You might think that the new emphasis on the economy as a national security issue would highlight the importance of a strategic economic region like the Arctic in American policy.  Or you might think the President’s new emphasis on energy independence and emphasizing offshore drilling might highlight the Arctic as a priority region.

But two recent articles in the most recent Inside the Pentagon reveal that this is not so in terms of resources but is so in terms of declaratory policy.

First we learn that the US is now a signatory to a new search and rescue policy with the USCG as the lead agency.  This article is entitle intriguingly Search-And-Rescue Pact Underscores Growing Focus on Arctic.

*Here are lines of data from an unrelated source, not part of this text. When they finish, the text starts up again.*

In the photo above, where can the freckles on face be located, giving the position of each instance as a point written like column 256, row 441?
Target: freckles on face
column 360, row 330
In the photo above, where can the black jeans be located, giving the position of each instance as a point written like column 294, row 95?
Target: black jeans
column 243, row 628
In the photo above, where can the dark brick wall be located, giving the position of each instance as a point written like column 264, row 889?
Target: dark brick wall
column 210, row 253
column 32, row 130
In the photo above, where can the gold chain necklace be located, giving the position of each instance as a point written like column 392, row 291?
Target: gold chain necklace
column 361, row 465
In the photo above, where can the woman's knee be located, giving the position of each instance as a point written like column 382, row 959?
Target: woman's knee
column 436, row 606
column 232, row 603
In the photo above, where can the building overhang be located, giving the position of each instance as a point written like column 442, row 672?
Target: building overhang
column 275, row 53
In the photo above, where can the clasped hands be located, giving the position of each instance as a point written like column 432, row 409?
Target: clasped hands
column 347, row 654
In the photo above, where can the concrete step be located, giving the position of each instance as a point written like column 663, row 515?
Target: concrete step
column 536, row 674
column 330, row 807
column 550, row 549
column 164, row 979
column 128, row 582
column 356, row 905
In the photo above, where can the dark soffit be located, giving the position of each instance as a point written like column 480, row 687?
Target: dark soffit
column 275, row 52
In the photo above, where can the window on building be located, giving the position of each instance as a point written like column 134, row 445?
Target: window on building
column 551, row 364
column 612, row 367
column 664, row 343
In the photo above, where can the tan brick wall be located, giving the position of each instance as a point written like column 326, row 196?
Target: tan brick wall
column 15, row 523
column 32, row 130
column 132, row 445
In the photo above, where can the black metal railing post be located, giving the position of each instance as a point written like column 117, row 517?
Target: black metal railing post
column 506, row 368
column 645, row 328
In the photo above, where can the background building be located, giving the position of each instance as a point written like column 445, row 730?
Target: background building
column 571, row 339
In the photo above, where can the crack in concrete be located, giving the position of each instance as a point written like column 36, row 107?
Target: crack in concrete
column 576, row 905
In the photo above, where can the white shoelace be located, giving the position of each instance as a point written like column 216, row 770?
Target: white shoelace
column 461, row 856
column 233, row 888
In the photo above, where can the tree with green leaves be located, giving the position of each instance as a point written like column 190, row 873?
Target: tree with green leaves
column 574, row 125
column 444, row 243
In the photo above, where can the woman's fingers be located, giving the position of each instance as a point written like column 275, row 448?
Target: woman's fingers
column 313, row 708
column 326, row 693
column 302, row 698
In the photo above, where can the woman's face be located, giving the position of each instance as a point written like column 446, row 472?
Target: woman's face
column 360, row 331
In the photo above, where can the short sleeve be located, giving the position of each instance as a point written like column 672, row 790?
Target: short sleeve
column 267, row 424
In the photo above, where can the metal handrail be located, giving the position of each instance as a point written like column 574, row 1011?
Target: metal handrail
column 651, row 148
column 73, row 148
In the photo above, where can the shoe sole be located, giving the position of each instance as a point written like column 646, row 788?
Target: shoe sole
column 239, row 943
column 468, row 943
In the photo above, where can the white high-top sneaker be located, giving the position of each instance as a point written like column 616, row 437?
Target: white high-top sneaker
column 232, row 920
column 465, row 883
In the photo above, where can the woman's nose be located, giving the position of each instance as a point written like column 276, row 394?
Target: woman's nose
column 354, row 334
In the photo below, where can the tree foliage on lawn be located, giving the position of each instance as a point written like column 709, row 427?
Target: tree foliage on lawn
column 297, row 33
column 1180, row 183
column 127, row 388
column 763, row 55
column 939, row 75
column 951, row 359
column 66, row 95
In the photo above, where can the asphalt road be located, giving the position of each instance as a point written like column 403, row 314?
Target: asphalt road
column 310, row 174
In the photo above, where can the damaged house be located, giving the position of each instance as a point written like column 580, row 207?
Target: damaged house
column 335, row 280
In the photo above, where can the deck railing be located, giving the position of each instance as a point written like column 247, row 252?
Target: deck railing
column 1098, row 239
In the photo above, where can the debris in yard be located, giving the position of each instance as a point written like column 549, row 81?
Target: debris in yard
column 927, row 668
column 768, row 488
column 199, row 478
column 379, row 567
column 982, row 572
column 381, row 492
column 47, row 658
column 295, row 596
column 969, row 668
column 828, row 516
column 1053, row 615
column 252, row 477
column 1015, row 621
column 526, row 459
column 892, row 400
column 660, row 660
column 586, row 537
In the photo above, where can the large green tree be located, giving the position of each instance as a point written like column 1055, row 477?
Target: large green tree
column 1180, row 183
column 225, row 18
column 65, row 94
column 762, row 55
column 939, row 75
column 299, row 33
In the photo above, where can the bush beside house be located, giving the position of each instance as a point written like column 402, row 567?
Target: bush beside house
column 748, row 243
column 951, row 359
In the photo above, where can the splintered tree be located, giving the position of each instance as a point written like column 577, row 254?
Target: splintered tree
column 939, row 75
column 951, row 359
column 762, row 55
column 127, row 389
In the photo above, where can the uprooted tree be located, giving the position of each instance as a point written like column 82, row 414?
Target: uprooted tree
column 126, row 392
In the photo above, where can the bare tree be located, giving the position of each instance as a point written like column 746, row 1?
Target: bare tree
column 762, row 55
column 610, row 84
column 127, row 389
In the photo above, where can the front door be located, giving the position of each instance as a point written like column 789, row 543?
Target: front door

And here we learn that Secretary of State Hillary Rodham Clinton signed the agreement, along with representatives from Canada, Denmark, Finland, Iceland, Norway, Russia and Sweden. This was the first Arctic Council meeting where the United States was represented by the secretary of state. The agreement lists the Coast Guard as the competent U.S. authority for Arctic search-and-rescue operations and one of two American search-and-rescue agencies, the other being DOD. The agreement says each participating country will bear its own implementation costs.

Of course, what we learned from our USCG expert is that this will indeed be difficult to do without new icebreakers, which of course we are not going to fund.

Without batting an eyelash, the next article is entitled DOD Finds Arctic Capability Gaps, Holds Off On Investment Decisions. One could parenthetically note that this may well be the core assessment of current strategic policy — finding gaps but not funding them.

Here we learn that a new Pentagon study has looked at the problem and has decided not to make investment recommendations.  One easily could ask why one would do such a study, but let us leave that aside and look at the insightful conclusion.

“What we did do was look across the mission sets and identify where we think there are gaps,” a defense official said, noting the gaps have to do with “not-very-glamorous” but “really foundational” capabilities like “awareness and communication” that can be “quite costly to invest in, in a really robust kind of way.”

DOD will “need to make investments” in these areas “in the coming decade,” the official said. But the study’s executive summary avoids making investment recommendations to fix DOD’s capability gaps and the Coast Guard’s shortfall in icebreaking capability.

So let us get this right.  The Arctic is a key strategic area, and fundamental to the energy and resource foundation for 21st century growth.  And the US is lacking core capabilities to operate in the region, but we will hold off investing in core capabilities.

What seems to be missing is the Pentagon study which indicates US planning for what happens when we are out of the picture and the Arctic is dominated by powers like Russia who are investing significantly NOW in the future.